Невдалеке от лагеря были видны огромные каменоломни, на которых работали заключенные. Карьеры и склоны соседних холмов были сплошь покрыты людьми в полосатой одежде. Они работали только лопатами и кирками. Не было даже тележек, одни носилки. На колючей проволочной ограде всюду знаки — молния, череп и кости: ограда под электрическим напряжением.

На воротах немецкая надпись: «Труд исправляет людей».

У ворот снова равнение и подсчеты, возле комендатуры — снова. У бани — еще раз. Пять километров от станции, терзаемые плетьми и зубами собак, они двигались почти что бегом. Люди устали, потные, они тяжело дышали. Дрожали ноги. Те, кто упал на этом пути, были собаками растерзаны в клочья.

— Платье долой! — раздалась команда возле бани. Раздевались под резким декабрьским ветром с дождем. Двери бани были заперты.

— Равняйсь! Смирно!

Голые люди стояли навытяжку. По икрам, по спинам бежала дрожь. Пропуская по очереди в санпропускник, каждому объявляли, что у него нет больше имени и фамилии, вместо того и другого он получал шестизначный номер, который должен с этой минуты знать назубок. Парикмахеры тупыми и грязными машинками для стрижки выдирали волосы на теле и голове заключенных. Вдоль головы «нулевой» машинкой проводилась дорожка со лба до шеи. После этого, получив какую-то с запахом керосина жидкость, каждый должен был ею намазать тело. Загнали в баню, где стало почти так же тесно, как было в вагоне, но воды не было. Вдруг зашипело в кранах, на тесно сбившуюся толпу хлестнуло леденящим ливнем...

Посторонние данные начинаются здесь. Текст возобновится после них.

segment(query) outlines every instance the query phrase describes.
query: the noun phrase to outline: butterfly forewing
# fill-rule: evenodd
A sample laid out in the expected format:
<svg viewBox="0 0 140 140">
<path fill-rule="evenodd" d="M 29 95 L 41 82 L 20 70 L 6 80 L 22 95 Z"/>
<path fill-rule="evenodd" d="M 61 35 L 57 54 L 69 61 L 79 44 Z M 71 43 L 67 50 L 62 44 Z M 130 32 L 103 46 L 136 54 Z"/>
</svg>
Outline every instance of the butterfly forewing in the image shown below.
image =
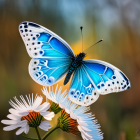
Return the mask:
<svg viewBox="0 0 140 140">
<path fill-rule="evenodd" d="M 79 53 L 75 57 L 71 47 L 61 37 L 36 23 L 22 22 L 19 32 L 32 58 L 29 73 L 34 81 L 43 86 L 58 82 L 72 68 L 74 60 L 77 64 L 76 58 L 84 54 Z M 68 96 L 73 102 L 88 106 L 100 94 L 123 91 L 130 86 L 128 78 L 115 66 L 100 60 L 81 60 L 73 70 Z"/>
<path fill-rule="evenodd" d="M 70 46 L 52 31 L 32 22 L 19 25 L 30 57 L 29 73 L 34 81 L 47 86 L 60 80 L 75 57 Z"/>
</svg>

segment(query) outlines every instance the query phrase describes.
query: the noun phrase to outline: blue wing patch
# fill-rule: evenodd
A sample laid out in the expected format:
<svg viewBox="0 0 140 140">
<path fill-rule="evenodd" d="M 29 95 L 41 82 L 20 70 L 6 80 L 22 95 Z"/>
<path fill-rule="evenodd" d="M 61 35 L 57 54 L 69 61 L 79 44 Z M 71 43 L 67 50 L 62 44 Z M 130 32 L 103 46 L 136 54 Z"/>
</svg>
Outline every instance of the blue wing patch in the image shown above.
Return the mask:
<svg viewBox="0 0 140 140">
<path fill-rule="evenodd" d="M 84 60 L 74 73 L 68 96 L 73 102 L 87 106 L 94 103 L 99 94 L 123 91 L 130 86 L 128 78 L 113 65 L 100 60 Z"/>
<path fill-rule="evenodd" d="M 29 64 L 29 73 L 34 81 L 50 86 L 58 82 L 68 71 L 71 59 L 34 58 Z"/>
<path fill-rule="evenodd" d="M 32 58 L 73 58 L 71 47 L 52 31 L 32 22 L 19 25 L 21 37 Z"/>
<path fill-rule="evenodd" d="M 19 25 L 20 35 L 30 57 L 29 74 L 47 86 L 60 80 L 75 57 L 70 46 L 52 31 L 32 22 Z"/>
<path fill-rule="evenodd" d="M 96 92 L 83 66 L 74 73 L 68 96 L 70 100 L 83 106 L 88 106 L 99 98 L 99 93 Z"/>
</svg>

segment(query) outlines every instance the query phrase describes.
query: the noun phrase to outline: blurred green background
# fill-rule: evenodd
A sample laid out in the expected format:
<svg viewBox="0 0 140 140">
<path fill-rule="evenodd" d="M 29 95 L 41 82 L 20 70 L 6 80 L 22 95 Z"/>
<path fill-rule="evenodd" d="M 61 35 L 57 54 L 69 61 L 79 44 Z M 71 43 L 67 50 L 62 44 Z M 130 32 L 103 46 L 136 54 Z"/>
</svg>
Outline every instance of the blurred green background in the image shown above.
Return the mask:
<svg viewBox="0 0 140 140">
<path fill-rule="evenodd" d="M 22 21 L 38 23 L 70 44 L 76 54 L 100 39 L 102 43 L 87 51 L 87 58 L 109 62 L 122 70 L 131 88 L 100 96 L 91 105 L 104 140 L 140 139 L 140 1 L 139 0 L 0 0 L 0 120 L 6 119 L 14 96 L 38 93 L 42 86 L 28 73 L 30 57 L 18 32 Z M 61 85 L 63 83 L 59 82 Z M 64 86 L 63 89 L 68 88 Z M 52 121 L 52 125 L 56 120 Z M 24 140 L 15 130 L 3 131 L 1 140 Z M 41 131 L 43 135 L 44 132 Z M 33 129 L 29 135 L 36 137 Z M 61 130 L 52 140 L 81 140 Z"/>
</svg>

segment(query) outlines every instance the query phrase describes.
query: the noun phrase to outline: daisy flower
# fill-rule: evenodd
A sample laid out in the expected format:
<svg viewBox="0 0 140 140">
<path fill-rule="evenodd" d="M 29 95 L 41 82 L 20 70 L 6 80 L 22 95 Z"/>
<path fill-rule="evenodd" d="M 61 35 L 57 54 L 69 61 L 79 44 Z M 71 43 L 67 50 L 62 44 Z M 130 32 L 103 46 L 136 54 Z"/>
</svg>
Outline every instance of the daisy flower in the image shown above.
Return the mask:
<svg viewBox="0 0 140 140">
<path fill-rule="evenodd" d="M 55 114 L 62 110 L 59 103 L 67 99 L 67 90 L 65 90 L 63 93 L 61 93 L 61 91 L 62 87 L 58 89 L 58 85 L 56 86 L 55 91 L 53 86 L 49 87 L 49 90 L 46 87 L 43 87 L 42 89 L 43 94 L 46 96 L 46 101 L 50 103 L 51 111 L 53 111 Z"/>
<path fill-rule="evenodd" d="M 97 124 L 92 113 L 86 113 L 90 110 L 89 107 L 79 106 L 75 103 L 72 103 L 66 91 L 61 93 L 62 88 L 58 89 L 56 87 L 55 92 L 49 87 L 43 88 L 42 92 L 46 95 L 47 100 L 51 100 L 59 111 L 61 111 L 61 116 L 58 118 L 58 126 L 66 132 L 78 135 L 81 133 L 81 136 L 84 140 L 102 140 L 103 133 L 100 130 L 100 125 Z M 53 109 L 52 111 L 54 111 Z"/>
<path fill-rule="evenodd" d="M 9 125 L 3 128 L 5 131 L 14 130 L 18 127 L 16 135 L 21 133 L 27 134 L 29 132 L 29 127 L 41 128 L 45 131 L 48 131 L 51 128 L 48 120 L 52 120 L 54 113 L 47 111 L 50 108 L 50 103 L 42 103 L 42 96 L 36 94 L 35 99 L 26 95 L 27 101 L 23 96 L 20 96 L 20 101 L 14 97 L 15 102 L 10 100 L 10 105 L 13 108 L 9 109 L 11 114 L 7 115 L 7 118 L 10 120 L 2 120 L 3 124 Z"/>
</svg>

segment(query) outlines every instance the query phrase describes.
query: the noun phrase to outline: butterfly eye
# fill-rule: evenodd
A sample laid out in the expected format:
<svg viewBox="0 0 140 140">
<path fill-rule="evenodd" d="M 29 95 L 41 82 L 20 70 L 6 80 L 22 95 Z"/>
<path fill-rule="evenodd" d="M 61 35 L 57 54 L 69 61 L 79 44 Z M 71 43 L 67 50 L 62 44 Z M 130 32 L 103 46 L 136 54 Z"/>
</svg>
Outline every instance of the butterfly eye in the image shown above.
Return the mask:
<svg viewBox="0 0 140 140">
<path fill-rule="evenodd" d="M 116 79 L 116 76 L 113 76 L 112 78 L 113 78 L 113 79 Z"/>
<path fill-rule="evenodd" d="M 40 51 L 39 53 L 40 53 L 40 54 L 43 54 L 43 51 Z"/>
<path fill-rule="evenodd" d="M 104 87 L 104 84 L 101 84 L 102 87 Z"/>
<path fill-rule="evenodd" d="M 28 28 L 28 26 L 27 25 L 24 25 L 24 28 Z"/>
</svg>

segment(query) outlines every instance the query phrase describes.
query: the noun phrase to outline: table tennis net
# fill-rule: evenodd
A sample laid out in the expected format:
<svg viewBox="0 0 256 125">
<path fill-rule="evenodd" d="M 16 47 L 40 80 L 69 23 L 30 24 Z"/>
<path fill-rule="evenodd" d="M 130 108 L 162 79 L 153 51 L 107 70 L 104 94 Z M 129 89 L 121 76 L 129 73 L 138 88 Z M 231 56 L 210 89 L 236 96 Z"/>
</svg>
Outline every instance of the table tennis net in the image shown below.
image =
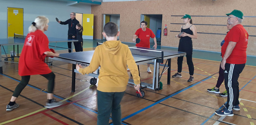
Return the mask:
<svg viewBox="0 0 256 125">
<path fill-rule="evenodd" d="M 27 36 L 23 35 L 20 35 L 18 34 L 14 34 L 14 38 L 18 38 L 20 39 L 25 39 L 26 38 Z"/>
<path fill-rule="evenodd" d="M 134 48 L 129 47 L 131 52 L 133 54 L 141 55 L 154 57 L 156 58 L 163 58 L 163 52 L 147 50 L 144 48 Z"/>
<path fill-rule="evenodd" d="M 97 46 L 102 44 L 102 43 L 97 43 Z M 137 55 L 141 55 L 152 57 L 158 58 L 163 59 L 163 52 L 155 50 L 150 50 L 147 49 L 147 48 L 135 48 L 129 47 L 132 54 Z"/>
</svg>

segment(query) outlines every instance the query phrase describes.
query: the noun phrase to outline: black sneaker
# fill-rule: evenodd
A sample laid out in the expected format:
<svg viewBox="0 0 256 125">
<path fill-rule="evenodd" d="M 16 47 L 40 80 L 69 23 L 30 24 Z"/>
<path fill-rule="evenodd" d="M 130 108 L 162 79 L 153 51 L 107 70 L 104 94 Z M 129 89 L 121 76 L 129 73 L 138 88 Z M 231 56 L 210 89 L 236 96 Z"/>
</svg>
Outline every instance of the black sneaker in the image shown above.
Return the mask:
<svg viewBox="0 0 256 125">
<path fill-rule="evenodd" d="M 19 105 L 18 104 L 15 103 L 15 104 L 14 104 L 13 106 L 11 106 L 9 105 L 9 104 L 7 104 L 7 106 L 6 106 L 6 111 L 13 111 L 14 109 L 16 109 L 20 105 Z"/>
<path fill-rule="evenodd" d="M 220 89 L 215 89 L 215 87 L 212 87 L 211 89 L 207 89 L 207 91 L 211 92 L 213 92 L 217 94 L 220 93 Z"/>
<path fill-rule="evenodd" d="M 179 73 L 175 73 L 174 75 L 172 75 L 172 77 L 173 78 L 181 78 L 182 76 L 181 76 L 181 74 L 179 74 Z"/>
<path fill-rule="evenodd" d="M 60 106 L 62 104 L 62 102 L 57 102 L 54 99 L 52 99 L 51 103 L 46 102 L 46 106 L 45 107 L 48 108 L 52 108 L 54 107 Z"/>
<path fill-rule="evenodd" d="M 190 76 L 189 79 L 188 80 L 188 82 L 192 82 L 193 81 L 194 81 L 194 77 Z"/>
<path fill-rule="evenodd" d="M 215 111 L 215 114 L 220 116 L 234 116 L 233 111 L 231 110 L 231 111 L 229 111 L 226 107 L 224 107 L 221 110 Z"/>
<path fill-rule="evenodd" d="M 220 95 L 223 97 L 227 97 L 227 92 L 226 90 L 224 92 L 219 94 Z"/>
</svg>

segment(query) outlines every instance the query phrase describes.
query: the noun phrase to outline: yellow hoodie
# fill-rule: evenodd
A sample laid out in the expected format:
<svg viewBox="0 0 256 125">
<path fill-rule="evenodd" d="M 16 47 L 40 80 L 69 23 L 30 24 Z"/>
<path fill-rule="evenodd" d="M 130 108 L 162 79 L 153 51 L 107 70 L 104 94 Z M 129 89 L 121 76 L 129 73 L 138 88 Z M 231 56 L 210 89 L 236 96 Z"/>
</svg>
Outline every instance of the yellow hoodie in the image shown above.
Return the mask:
<svg viewBox="0 0 256 125">
<path fill-rule="evenodd" d="M 139 84 L 138 66 L 128 46 L 120 41 L 107 41 L 96 47 L 89 66 L 79 71 L 88 74 L 100 66 L 97 89 L 103 92 L 122 92 L 126 89 L 129 79 L 127 65 L 134 83 Z"/>
</svg>

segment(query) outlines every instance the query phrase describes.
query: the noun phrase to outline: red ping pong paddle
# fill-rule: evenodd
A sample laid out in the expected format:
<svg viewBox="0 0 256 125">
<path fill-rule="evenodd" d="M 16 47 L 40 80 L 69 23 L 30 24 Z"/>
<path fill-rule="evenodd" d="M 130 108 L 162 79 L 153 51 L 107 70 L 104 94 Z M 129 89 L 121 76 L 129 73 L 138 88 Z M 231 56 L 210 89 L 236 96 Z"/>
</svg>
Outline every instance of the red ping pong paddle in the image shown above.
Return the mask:
<svg viewBox="0 0 256 125">
<path fill-rule="evenodd" d="M 140 39 L 137 38 L 136 38 L 136 43 L 138 43 L 140 42 Z"/>
<path fill-rule="evenodd" d="M 136 84 L 135 84 L 135 83 L 134 83 L 134 85 L 135 86 L 137 86 L 137 85 L 136 85 Z M 138 89 L 137 90 L 138 90 L 138 92 L 139 92 L 139 94 L 140 94 L 140 96 L 141 96 L 141 97 L 142 97 L 142 95 L 141 95 L 141 93 L 140 93 L 140 89 Z"/>
<path fill-rule="evenodd" d="M 184 33 L 183 32 L 182 32 L 181 33 L 179 33 L 179 35 L 178 35 L 178 37 L 180 36 L 183 33 Z"/>
<path fill-rule="evenodd" d="M 54 51 L 54 50 L 53 49 L 51 48 L 51 49 L 50 49 L 50 50 L 51 50 L 51 51 L 52 51 L 52 52 L 53 52 L 54 53 L 55 53 L 55 51 Z M 51 58 L 53 58 L 54 57 L 53 57 L 52 56 L 48 56 L 49 57 L 51 57 Z"/>
</svg>

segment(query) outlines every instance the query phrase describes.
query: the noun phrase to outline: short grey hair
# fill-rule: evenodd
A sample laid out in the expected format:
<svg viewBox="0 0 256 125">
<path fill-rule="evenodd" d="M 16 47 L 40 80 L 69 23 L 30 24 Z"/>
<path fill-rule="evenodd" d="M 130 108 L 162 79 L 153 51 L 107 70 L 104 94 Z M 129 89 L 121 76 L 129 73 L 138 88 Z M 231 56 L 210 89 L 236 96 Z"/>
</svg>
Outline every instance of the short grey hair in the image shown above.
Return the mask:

— Господа, извините, ошибка! — насмешливо крикнул кто-то, и вдруг ледяная вода сменилась дождем кипятка...

Спасаться было некуда, люди метались в ужасе в тесных стенах душевой, сбивали друг друга с ног и невольно топтали, давили ногами тех, кто упал. Восемь человек были затоптаны насмерть на цементном полу этой «бани». Балашов держался все время рядом с майором, чтобы его подхватить, если у Кумова недостанет сил. Но майор крепился...

После горячего душа раздетых погнали на улицу, подгоняя плетьми, натравляя на них собак. Они бежали еще полкилометра. Упавшие все погибли. Иван, задыхаясь от бега, увидел, как две собаки вгрызлись в живот и горло упавшему. В искаженном последним страхом лице он признал Кречетова. Ивану казалось, что вот упадет и он... Возле бараков опять началось построение и поверка. Кто не запомнил своих номеров, тех уголовники-немцы, поставленные здесь старшими, избивали до глубоких кровавых рубцов...

К голому «строю» вышел тощий и длинный эсэсовец в золотых очках — комендант блока. Он заставил всех заключенных проскандировать по-немецки: «Сюда мы пришли, отсюда уже не выйдем». Он любил пошутить...

Наконец заключенных стали впускать в бараки, где выдавалась одежда. В дополнение к другим издевательствам людям высокого роста выдавали непременно «обмундирование» до колен, а низкорослым — такое, что нужно было подвертывать. Обмен запрещался.

В течение часа на левой стороне груди и выше колена на брюках каждый должен был краскою написать свой номер. На ноги выдали долбленые колодки.

Это были каторжники по всем правилам средневековой каторги, о каких еще в детстве Ивану приходилось читать в исторических романах о Западе.

— Да, хороши! — с усмешкой ненависти произнес Кумов, у которого кровоточила прокушенная овчаркой нога.

Не бесплодное перетаскивание глыб камня с одного места на другое, не мучительный сон, вплотную человек к человеку на голых нарах бараков, и не убийства товарищей, упавших от истощения сил, действовали на Ивана гнетуще. Балашов встречал уже смерть в таком бесшабашно-развязном виде, что она больше не могла устрашить, когда «просто так» наступает от истощения.

Жутко было ежевечернее построение на поверку, во время которого каждый раз вызывали из разных бараков нескольких человек и уводили в огороженное каменное здание, расположенное в глубоком искусственном котловане. Из трубы этого здания круглые сутки шел дым с запахом жженой кости.

Те, кого туда уводили, больше не возвращались...

Все находившиеся в лагере должны были уйти «туда»: одни — чуть-чуть раньше, другие — позже. И весь лагерь жил под непрерывным ожиданием неизбежного вызова. Это было мучительно даже для тех, кто, подобно Кумову, был тверд и готов к казни...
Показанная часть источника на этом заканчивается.